Protesto terá concentração na Catedral Metropolitana e caminhada até a Avenida Barão de Maruim

A concentração terá início às 8h da manhã. (Foto: Divulgação)

O 32º Grito dos Excluídos será realizado em Aracaju no próximo domingo, 7 de setembro, com concentração a partir das 8h, na Catedral Metropolitana. Antes da caminhada, será realizado um Ato Inter-Religioso no local. Em seguida, os participantes seguem em direção à Avenida Barão de Maruim.

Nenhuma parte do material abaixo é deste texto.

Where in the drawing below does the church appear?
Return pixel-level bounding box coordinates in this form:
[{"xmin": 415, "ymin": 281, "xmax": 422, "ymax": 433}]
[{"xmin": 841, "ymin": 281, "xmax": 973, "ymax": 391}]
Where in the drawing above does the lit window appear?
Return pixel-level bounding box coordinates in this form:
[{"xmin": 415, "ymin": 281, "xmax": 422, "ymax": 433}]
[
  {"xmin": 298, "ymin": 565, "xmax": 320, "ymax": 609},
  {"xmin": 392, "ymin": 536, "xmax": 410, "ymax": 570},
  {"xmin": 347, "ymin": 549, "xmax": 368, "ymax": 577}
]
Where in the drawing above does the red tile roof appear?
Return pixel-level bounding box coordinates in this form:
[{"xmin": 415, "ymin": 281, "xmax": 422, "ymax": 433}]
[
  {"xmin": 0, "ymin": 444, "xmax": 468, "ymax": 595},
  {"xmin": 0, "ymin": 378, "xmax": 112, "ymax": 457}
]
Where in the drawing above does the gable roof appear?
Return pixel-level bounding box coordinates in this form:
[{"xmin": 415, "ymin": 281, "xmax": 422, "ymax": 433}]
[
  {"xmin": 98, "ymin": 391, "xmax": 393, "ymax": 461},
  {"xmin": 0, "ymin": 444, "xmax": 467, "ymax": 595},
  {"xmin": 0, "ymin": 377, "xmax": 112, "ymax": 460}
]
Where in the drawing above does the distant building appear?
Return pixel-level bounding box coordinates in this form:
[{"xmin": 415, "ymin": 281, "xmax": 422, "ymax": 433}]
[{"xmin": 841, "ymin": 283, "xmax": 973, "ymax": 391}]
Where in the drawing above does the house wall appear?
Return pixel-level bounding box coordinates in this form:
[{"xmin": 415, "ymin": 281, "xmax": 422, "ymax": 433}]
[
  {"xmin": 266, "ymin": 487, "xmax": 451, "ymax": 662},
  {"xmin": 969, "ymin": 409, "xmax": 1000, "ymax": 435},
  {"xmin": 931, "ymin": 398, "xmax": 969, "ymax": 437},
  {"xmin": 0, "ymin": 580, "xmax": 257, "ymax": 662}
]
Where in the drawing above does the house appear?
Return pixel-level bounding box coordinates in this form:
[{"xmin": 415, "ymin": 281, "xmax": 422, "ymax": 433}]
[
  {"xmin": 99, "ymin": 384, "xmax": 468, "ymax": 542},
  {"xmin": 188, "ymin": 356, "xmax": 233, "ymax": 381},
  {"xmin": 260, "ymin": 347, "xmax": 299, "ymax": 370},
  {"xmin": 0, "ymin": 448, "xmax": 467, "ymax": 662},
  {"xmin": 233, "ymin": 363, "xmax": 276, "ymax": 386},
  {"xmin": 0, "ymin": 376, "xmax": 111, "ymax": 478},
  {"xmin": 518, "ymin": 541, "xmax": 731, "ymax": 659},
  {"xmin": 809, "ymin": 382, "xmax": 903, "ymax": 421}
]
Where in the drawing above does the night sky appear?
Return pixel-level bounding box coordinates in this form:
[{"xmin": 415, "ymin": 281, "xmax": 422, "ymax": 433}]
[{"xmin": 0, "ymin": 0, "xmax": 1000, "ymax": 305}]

Neste ano, o movimento tem como tema “Vida em Primeiro Lugar! Na Defesa da Terra, da Paz e da Moradia, Erguemos a voz: Mulheres Vivas e Soberania”. A mobilização reúne sindicatos, movimentos sociais e organizações que defendem pautas relacionadas a direitos sociais, moradia, trabalho, igualdade e soberania.

A programação foi antecedida por uma atividade de formação realizada no dia 1º de agosto, na Paróquia Nossa Senhora de Guadalupe, na Comunidade Coqueiral, bairro Porto Dantas, Zona Norte de Aracaju. O encontro discutiu a relação entre a Doutrina Social da Igreja e o Grito dos Excluídos e reuniu religiosos, professores, estudantes e trabalhadores.

Durante a atividade, o padre José Soares, da Paróquia São Pedro Pescador, defendeu a necessidade de políticas públicas voltadas à garantia de acesso à terra, trabalho e condições dignas de vida. Ele também citou trecho da encíclica Dilexi Te, do papa Leão XIV.

Desigualdade e direitos sociais

Para a vice-presidenta da Central Única dos Trabalhadores em Sergipe (CUT-SE), Carol Rejane, a mobilização deste ano também chama atenção para problemas como desigualdade social, racismo e violência contra as mulheres.

“O Brasil soberano e independente que queremos é um País livre do racismo estrutural, que não violente e não mate mulheres, pelo simples fato de serem mulheres. Queremos um Brasil sem exclusão social. Toda a população brasileira precisa ter direito à moradia, à terra, à saúde pública, à educação pública, à água, saneamento, emprego e renda”, afirmou. Segundo Carol Rejane, o movimento também defenderá a paz e a soberania nacional.

A CUT-SE reforça o convite para sindicatos, centrais sindicais e movimentos sociais do campo e da cidade participarem da mobilização em Aracaju.